Advances in molecular biology and the understanding of signal transduction are allowing us to identify novel targets for the development of drugs for hematologic malignancies. One such potential target is farnesyl transferase, the enzyme responsible for the prenylation of proteins. Prenylation, the addition of a 15-carbon unsaturated polymer derived from the lipid pathway (a farnesyl group) appears to be important in posttranslational modification of several proteins critical to cell signaling, proliferation, and differentiation. Farnesyl transferase inhibitors (FTIs) have been developed to obstruct this process.
FTIs have demonstrated anticancer activity as single agents and in combination with standard cytotoxic chemotherapy in solid tumors. In the first clinical trial of an FTI in the hematologic malignancies, Karp et al (Blood. 2001;97:3361-3369) demonstrated both efficacy and tolerability of FTI R115777 (Zarnestra) in patients with acute leukemias. In this issue Cortes and colleagues (page 1692) report their encouraging results of a clinical trial of this agent in patients with a variety of hematologic malignancies: CML, myelofibrosis, and multiple myeloma.

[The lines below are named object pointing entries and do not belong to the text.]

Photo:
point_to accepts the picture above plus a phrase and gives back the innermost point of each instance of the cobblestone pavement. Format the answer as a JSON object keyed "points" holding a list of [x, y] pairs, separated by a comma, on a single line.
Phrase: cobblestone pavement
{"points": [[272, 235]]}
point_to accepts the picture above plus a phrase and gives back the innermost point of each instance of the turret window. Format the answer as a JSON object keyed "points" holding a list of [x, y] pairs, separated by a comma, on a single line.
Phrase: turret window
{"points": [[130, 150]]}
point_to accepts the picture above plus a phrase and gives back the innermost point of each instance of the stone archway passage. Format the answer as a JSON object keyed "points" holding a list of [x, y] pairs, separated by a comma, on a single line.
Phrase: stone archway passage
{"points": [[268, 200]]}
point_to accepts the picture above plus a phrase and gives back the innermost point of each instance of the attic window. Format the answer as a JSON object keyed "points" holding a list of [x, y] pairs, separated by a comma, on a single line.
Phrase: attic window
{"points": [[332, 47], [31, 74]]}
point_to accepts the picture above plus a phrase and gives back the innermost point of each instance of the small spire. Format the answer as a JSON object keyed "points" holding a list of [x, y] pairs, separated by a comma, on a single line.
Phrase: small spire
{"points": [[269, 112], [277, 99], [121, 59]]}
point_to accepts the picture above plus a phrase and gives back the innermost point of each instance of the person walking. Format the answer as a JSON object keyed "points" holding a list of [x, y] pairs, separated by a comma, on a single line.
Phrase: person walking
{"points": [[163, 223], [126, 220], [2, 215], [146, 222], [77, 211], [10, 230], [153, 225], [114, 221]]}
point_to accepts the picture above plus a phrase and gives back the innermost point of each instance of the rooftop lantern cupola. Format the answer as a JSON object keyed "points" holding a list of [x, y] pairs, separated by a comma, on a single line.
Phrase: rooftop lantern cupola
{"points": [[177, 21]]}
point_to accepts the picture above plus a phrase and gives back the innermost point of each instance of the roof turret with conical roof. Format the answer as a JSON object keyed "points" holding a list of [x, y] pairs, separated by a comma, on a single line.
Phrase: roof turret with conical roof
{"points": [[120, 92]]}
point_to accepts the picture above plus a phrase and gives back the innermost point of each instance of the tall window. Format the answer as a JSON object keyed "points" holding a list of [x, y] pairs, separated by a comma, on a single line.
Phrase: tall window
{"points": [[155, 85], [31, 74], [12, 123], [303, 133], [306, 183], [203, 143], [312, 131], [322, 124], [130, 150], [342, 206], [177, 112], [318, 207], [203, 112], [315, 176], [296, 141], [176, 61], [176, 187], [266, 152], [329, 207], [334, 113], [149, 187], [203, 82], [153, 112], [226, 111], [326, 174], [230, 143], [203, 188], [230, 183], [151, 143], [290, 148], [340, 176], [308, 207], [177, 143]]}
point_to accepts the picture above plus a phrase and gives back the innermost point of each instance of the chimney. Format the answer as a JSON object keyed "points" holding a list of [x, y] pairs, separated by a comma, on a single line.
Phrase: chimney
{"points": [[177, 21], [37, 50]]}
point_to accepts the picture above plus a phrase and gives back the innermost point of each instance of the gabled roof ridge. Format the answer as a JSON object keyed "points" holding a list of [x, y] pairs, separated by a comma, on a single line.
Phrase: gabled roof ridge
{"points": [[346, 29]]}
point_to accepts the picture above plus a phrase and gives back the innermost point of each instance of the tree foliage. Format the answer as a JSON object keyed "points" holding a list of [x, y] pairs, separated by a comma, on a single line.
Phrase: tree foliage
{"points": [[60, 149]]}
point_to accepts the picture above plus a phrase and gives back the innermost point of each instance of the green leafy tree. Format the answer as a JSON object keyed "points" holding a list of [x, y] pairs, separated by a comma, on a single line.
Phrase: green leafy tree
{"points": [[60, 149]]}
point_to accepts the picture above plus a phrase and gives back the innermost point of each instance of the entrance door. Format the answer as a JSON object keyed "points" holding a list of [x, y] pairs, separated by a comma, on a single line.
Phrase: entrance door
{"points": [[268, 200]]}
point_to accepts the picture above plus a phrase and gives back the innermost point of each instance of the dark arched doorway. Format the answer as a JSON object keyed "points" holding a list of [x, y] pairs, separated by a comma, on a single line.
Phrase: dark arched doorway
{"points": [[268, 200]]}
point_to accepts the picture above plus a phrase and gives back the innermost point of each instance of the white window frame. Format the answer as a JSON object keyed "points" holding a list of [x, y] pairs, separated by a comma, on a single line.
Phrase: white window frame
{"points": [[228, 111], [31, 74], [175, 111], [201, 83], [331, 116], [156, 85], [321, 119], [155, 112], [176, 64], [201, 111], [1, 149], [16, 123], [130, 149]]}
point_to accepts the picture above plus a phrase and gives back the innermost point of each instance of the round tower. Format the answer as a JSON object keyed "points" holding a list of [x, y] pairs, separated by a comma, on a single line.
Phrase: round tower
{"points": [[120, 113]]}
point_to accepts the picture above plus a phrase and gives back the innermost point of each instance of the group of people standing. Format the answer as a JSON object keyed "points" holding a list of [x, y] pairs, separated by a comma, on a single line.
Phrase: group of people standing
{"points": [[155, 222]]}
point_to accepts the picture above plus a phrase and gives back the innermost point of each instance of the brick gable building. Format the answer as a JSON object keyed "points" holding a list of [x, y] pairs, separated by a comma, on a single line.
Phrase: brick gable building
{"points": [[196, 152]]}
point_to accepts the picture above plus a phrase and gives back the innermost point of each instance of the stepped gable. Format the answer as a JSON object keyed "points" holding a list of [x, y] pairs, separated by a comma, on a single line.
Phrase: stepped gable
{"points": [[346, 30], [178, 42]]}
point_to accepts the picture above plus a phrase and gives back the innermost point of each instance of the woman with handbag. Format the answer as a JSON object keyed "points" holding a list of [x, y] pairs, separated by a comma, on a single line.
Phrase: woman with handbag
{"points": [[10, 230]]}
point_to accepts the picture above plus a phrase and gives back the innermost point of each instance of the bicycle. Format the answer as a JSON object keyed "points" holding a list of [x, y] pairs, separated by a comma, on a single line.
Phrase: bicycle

Patients were treated at a dose of 600 mg orally twice a day for 4 weeks every 6 weeks. Responses were seen in 7 of 22 patients with CML, 4 of 8 patients with myelofibrosis, and only 1 of 10 patients with myeloma. This dosing schedule required dose interruptions and/or reductions in 58% of the patients. Alternate schedules or doses might further enhance the efficacy, by allowing prolonged administration if toxicity is decreased.
The authors also report their correlation of response with baseline VEGF levels, as well as with changes in VEGF concentrations with therapy, a finding that they wish to pursue in further studies. Despite uncertainty about the true target of FTIs, this agent has promising activity in a variety of hematologic malignancies, and further studies are warranted.